The computer chip can handle over 320 trillion operations per second and a terabyte of data bandwidth each and every second, which is enough for fully self-driving systems, i.e. Level 5 capability.

We're talking a lot of data. Just one video sensor, such as Bosch’s stereo video camera, generates 100 gigabytes of data in just 0.6 miles of travel.

NVIDIA Drive PX Pegasus

NVIDIA Drive PX Pegasus

The chip can assess all of the information coming from a self-driving car's various lidar, radar, video and ultrasonic sensors, compare this with highly detailed map data, and then use AI to plan the trajectory of the vehicle—all within fractions of a second. According to Nvidia, the chip performs these actions at a speed equivalent to the sensation of touch that needs between 20 and 500 milliseconds to reach the human brain.
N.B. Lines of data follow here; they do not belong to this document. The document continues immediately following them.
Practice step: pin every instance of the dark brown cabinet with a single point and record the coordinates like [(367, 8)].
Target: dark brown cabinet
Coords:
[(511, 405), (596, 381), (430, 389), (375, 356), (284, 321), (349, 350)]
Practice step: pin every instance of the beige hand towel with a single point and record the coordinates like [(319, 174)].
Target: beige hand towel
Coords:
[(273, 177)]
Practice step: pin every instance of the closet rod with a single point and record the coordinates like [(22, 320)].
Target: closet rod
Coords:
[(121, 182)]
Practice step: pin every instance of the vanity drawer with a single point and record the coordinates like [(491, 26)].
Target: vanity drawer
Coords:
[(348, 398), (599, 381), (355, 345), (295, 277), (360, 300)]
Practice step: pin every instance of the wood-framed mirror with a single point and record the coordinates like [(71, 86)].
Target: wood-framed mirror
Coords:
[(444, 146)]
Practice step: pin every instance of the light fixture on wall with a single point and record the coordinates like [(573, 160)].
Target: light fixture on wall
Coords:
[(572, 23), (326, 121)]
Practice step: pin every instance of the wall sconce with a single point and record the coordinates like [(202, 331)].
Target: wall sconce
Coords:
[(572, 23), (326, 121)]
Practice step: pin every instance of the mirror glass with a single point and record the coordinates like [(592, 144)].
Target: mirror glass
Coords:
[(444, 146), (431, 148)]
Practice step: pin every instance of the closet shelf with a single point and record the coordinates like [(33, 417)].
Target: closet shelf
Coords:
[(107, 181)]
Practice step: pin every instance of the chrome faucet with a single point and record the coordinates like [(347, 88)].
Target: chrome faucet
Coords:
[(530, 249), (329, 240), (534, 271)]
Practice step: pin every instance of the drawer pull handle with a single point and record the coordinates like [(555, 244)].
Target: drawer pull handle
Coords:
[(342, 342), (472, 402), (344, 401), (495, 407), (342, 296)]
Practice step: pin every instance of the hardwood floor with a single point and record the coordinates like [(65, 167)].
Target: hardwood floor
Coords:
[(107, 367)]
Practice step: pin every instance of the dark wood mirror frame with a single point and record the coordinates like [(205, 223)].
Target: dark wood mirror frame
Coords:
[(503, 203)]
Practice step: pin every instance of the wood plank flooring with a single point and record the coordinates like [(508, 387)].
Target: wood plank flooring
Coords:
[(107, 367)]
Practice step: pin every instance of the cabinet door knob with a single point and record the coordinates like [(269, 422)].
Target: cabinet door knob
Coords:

The chosen trajectories will be based on vehicle-driving algorithms generated by Bosch and Daimler using machine-learning methods. Bosch and Daimler announced in April 2017 that they would work together on a robust and reliable self-driving system for complex urban environments. On Wednesday, the two firms said their self-driving system is to be ramped up for mass production by the beginning of the next decade.

Other firms such as the Volkswagen Group, Uber and Baidu have also partnered with Nvidia, though none of these partnerships have involved Nvidia's Drive Pegasus chip to date.